On July 9, just weeks after initiating its first enforcement actions against payment processors, the Consumer Financial Protection Bureau issued an outline of nine “guiding principles” for faster payment networks which will provide greater consumer protections. The CFPB indicated that new technology supporting payment systems must be secure, transparent, accessible, affordable to consumers, and have robust consumer protections. The CFPB guidelines reflect the intent of the CFPB to extend its supervisory authority more aggressively in the payments industry, particularly with respect to non-bank entities.
The CFPB rationalizes that companies developing new financial technologies should be constructing systems with consumer protections in mind. Existing payment systems expose consumers to the risk of security loss. The CFPB noted that various regulators, the financial services industry, and consumer groups are weighing in on improved payment systems and that the CFPB will continue to work with the entities developing the systems and other stakeholders to ensure that new payment systems address consumer needs and protect their interests.
The consumer protection principles outlined by the CFPB for new, faster payment systems touch on multiple facets of payment processing, including:
- Consumer control over payments – The CFPB states that new payment systems must be clear about when, how, and under what terms consumers have authorized a payment, identifying procedures for consumers to easily revoke authorization.
- Data and privacy – Consumers must be informed of how their data is being transferred through payment systems, how that data can be used, and potential risks. The systems must allow consumers to specify the data to be transferred and protect against misuse of data.
- Fraud and error resolution protections – System mechanisms must be available for consumers to reverse erroneous and unauthorized transactions quickly once identified and provide consumers with regulatory protections, such as Regulation E and Regulation Z and other safeguards.
- Transparency – Consumers must have access to real-time information about the status of transactions and timely disclosure of costs, risks, funds availability, and security of payments.
- Cost – Fees charged to consumers must be disclosed in a manner allowing consumers to compare costs of different payment options. Fee structures should not obscure the full cost of making or receiving a payment.

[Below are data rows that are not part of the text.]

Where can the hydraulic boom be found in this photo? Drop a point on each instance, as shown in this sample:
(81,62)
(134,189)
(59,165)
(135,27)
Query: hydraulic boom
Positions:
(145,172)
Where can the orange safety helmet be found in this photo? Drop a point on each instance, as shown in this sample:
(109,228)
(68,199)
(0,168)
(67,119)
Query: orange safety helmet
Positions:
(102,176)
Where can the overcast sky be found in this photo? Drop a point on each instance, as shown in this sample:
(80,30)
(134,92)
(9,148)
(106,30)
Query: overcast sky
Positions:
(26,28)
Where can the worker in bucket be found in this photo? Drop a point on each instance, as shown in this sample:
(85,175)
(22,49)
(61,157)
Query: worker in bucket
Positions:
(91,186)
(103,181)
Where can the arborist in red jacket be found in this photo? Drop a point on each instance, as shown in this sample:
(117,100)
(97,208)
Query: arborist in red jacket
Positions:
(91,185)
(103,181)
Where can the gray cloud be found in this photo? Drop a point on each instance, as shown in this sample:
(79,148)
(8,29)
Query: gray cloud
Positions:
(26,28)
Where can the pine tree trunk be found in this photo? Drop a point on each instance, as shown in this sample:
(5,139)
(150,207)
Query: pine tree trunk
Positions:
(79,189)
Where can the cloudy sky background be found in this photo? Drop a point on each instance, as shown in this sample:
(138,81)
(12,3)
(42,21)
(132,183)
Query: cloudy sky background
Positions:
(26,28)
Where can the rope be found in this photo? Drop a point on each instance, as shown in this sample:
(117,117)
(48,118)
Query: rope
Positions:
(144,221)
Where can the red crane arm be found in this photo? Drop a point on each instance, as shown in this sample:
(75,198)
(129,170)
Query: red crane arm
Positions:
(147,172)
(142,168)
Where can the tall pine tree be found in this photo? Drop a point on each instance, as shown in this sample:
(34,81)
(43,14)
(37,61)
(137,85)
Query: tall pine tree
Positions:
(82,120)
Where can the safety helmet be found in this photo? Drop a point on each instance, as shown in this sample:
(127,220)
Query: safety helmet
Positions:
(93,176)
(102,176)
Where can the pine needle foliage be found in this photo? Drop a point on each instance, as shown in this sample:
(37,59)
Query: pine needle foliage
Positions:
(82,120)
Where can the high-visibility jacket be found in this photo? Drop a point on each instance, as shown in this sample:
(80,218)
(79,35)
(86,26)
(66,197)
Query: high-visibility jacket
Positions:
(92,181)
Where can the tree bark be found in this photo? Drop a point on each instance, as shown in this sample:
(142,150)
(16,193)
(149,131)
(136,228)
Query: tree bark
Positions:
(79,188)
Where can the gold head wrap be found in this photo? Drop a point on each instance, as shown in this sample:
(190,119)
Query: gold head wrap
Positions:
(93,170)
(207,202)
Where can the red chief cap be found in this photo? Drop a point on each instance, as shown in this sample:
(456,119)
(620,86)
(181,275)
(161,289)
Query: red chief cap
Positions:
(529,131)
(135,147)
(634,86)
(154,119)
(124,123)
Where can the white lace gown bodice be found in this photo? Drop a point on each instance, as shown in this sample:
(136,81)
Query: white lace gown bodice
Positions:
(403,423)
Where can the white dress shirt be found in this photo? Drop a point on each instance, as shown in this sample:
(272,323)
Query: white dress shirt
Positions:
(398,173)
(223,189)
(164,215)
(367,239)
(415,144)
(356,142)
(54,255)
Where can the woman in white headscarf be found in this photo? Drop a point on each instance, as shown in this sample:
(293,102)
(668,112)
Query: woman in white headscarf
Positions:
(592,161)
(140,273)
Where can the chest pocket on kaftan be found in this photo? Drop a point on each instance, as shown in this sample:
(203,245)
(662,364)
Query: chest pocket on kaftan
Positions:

- Access – New payment systems must be broadly accessible to consumers and must be widely accepted by businesses and other consumers.
- Funds availability – Faster payment systems will bring consumers faster guaranteed access to funds, thereby reducing the risk of overdraft and declined transactions.
- Security and payment credential value – Security systems must be built-in to detect and limit errors, unauthorized transactions, and fraud. System architecture must safeguard against and respond to data breaches and limit that data transferred or stored in connection with payments.
- Strong accountability mechanisms that effectively curtail system misuse – System operators, participants, and end users must align together to prevent misuse and make commercial participants accountable for risks, harm, and costs they introduce to payment systems.
While the CFPB’s guidelines are sensible and provide important points for stakeholders involved in the development and implementation of payment processing systems, the most telling point for issuance of the guidelines is what the future holds for payment processing industry: increased scrutiny and regulatory oversight by an agency with broad supervisory jurisdiction, including over nonbank participants in markets related to consumer credit and payment instruments.